Namun dilevel implementasi, “masih jauh panggang dari api”. Perhatian terhadap problem buruh di Indonesia baru-baru ini antara lain sempat dikemukakan Ulf Edström mewakili Kelompok Buruh pada pertemuan laporan Komite Kebebasan Berserikat (CFA) ke-336, 23 Maret 2005. Edström merujuk Kasus No. 2236 yang diajukan kepada CFA, ia menyerukan adanya perubahan prilaku non-kooperatif dari pemerintah dan segera mengimplentasikan secara efektif peraturan perundang-undangan yang melarang praktik-praktik diskriminasi terhadap serikat buruh. Selanjutnya, Edström menyatakan, buruh Indonesia masih tidak secara efektif mendapat perlindungan, sebagai contoh para pekerja yang mengupayakan pembentukan serikat buruh kemudian dipecat oleh perusahaan – dimana tidak ada langkah apa pun yang diambil pemerintah untuk meminta pertanggunjawaban perbuatan melanggar hukum oleh pengusaha.[6]

Perhatian terhadap masalah-masalah yang berkaitan dengan kebebasan berserikat dan perundingan bersama juga pernah menjadi obyek studi Patrick Quinn semasa ia Kepala Penasihat Teknis proyek Organisasi Buruh Internasional (ILO) di Indonesia. Dalam kertas kerjanya, Quinn memberikan perhatian terhadap UU No. 21/2000 yang membuat pesatnya pertumbuhan dan beragamnya serikat buruh.[7] Terdapat trend peningkatan jumlah serikat buruh, akibat ketentuan yang memungkinkan 10 orang buruh dapat membentuk sebuah serikat buruh – diatur dalam pasal 5 ayat (2). Tercatat per Februari 2003, tidak kurang 66 federasi serikat buruh diregistrasi dilevel nasional dan lebih dari 11.000 serikat buruh dilevel perusahaan. Celakanya, dinyatakan Quinn, tidak ada mekanisme efektif yang menentukan siapa yang seharusnya menjadi agen perundingan jika terdapat lebih dari satu serikat buruh dalam sebuah perusahaan.[8] Sebagai tambahan, Quinn juga sempat menyinggung persoalan aparat kemanan yang seringkali campur tangan dalam perselisihan industrial – yang tentu saja merugikan pihak serikat buruh dan anggotanya.[9]
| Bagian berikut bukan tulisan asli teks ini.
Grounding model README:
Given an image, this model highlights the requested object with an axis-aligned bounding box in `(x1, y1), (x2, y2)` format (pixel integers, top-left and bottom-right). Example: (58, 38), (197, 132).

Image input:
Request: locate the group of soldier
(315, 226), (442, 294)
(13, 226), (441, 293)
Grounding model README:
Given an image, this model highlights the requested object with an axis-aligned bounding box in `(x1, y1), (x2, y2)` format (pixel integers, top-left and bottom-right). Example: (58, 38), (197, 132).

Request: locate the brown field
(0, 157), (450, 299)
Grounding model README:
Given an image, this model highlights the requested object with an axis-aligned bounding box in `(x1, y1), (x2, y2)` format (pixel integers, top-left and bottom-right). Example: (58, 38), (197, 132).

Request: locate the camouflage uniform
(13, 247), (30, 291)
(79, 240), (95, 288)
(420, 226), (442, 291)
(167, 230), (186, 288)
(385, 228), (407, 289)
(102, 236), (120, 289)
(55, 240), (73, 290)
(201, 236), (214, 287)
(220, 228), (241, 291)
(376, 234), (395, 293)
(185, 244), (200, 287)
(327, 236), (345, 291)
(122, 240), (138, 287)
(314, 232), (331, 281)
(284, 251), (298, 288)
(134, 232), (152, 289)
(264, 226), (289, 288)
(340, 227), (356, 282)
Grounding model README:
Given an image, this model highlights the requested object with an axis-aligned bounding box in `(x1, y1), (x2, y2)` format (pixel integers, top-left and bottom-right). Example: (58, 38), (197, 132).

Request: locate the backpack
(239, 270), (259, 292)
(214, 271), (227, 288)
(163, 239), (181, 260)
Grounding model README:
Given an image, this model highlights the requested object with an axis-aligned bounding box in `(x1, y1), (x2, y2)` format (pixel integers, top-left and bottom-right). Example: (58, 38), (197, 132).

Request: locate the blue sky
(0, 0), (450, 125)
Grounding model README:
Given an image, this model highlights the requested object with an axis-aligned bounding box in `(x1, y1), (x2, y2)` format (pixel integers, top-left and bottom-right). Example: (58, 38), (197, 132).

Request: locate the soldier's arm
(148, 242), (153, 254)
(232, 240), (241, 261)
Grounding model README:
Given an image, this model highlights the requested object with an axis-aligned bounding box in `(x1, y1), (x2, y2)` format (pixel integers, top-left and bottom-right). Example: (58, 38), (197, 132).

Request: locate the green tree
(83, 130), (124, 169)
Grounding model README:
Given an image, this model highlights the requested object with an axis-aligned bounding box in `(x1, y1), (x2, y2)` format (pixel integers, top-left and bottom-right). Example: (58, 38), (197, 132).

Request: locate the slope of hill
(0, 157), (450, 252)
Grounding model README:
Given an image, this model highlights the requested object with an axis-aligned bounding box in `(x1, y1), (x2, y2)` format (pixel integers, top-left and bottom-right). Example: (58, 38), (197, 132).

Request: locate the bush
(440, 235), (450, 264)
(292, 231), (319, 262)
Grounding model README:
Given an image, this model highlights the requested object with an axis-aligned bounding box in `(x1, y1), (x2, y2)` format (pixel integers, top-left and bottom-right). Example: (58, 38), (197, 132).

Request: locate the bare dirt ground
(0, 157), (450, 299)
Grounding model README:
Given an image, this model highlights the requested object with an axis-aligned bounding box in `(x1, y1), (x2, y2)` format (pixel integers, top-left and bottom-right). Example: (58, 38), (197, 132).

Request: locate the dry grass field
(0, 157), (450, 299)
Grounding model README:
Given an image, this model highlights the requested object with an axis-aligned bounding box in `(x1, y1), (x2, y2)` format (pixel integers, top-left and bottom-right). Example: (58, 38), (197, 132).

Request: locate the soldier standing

Mekanisme Internasional sebagai Pelengkap Advokasi di level Domestik

Pada dasarnya, di level internasional, prosedur perjanjian dan non-perjanjian yang tersedia dapat digunakan untuk pelengkap advokasi yang dilakukan dilevel domestik. Mekanisme internasional yang biasa digunakan, antara lain mengajukan pengaduan kepada Komite Kebebasan Berserikat (Committee on Freedom of Association (CFA)).

Paska diadopsinya Konvensi ILO No. 87 dan 98 tentang kebebasan berserikat dan “perundingan bersama” dibentuk prosedur pengawasan pemenuhan prinsip-prinsip ini. Untuk keperluan ini, dibentuklan CFA pada 1951, yang berfungsi untuk memeriksa pengaduan dari serikat buruh dan pengusaha perihal kejahatan/pelanggaran terhadap hak fundamental kebebasan berserikat, tidak terbatas terhadap negara yang sudah meratifikasi konvensi.

Sumber: Committe on Freedom of Association. Teks di http://www.ilo.org/public/english/standards/norm/applying/freedom.htm

Komite ini dipimpin oleh ketua independen dan beranggotakan 3 wakil dari pemerintah, pengusaha dan buruh. Komite ini akan memutuskan apakah mereka akan memeriksa pengaduan, untuk selanjutnya dikomunikasikan dengan pemerintah yang bersangkutan. Komite ini mengeluarkan sebuah laporan sekaligus rekomendasi solusi, termasuk meminta pemerintah melakukan sesuatu/atau tidak melakukan sesuatu untuk mengatasi situasi.

Organisasi Buruh Internasional seperti the International Confederation of Free Trade Unions (ICFTU) and the World Confederation of Labour (WCL) pernah menggunakan prosedur ini pada 1994. Kedua lembaga ini mengajukan pengaduan perihal kejahatan atas hak-hak serikat buruh dan aktivis gerakan buruh. Lewat CFA yang menghimpun solidaritas internasional untuk mendesak pemerintah Indonesia menyelesaikan masalah-masalah yang diajukan, termasuk meminta pemerintah membebaskan aktivis, buruh yang dipenjara akibat memperjuangkan hak-hak buruh. Dalam perkembangannya, Serikat Buruh Indonesia seringkali juga menggunakan prosedur ini.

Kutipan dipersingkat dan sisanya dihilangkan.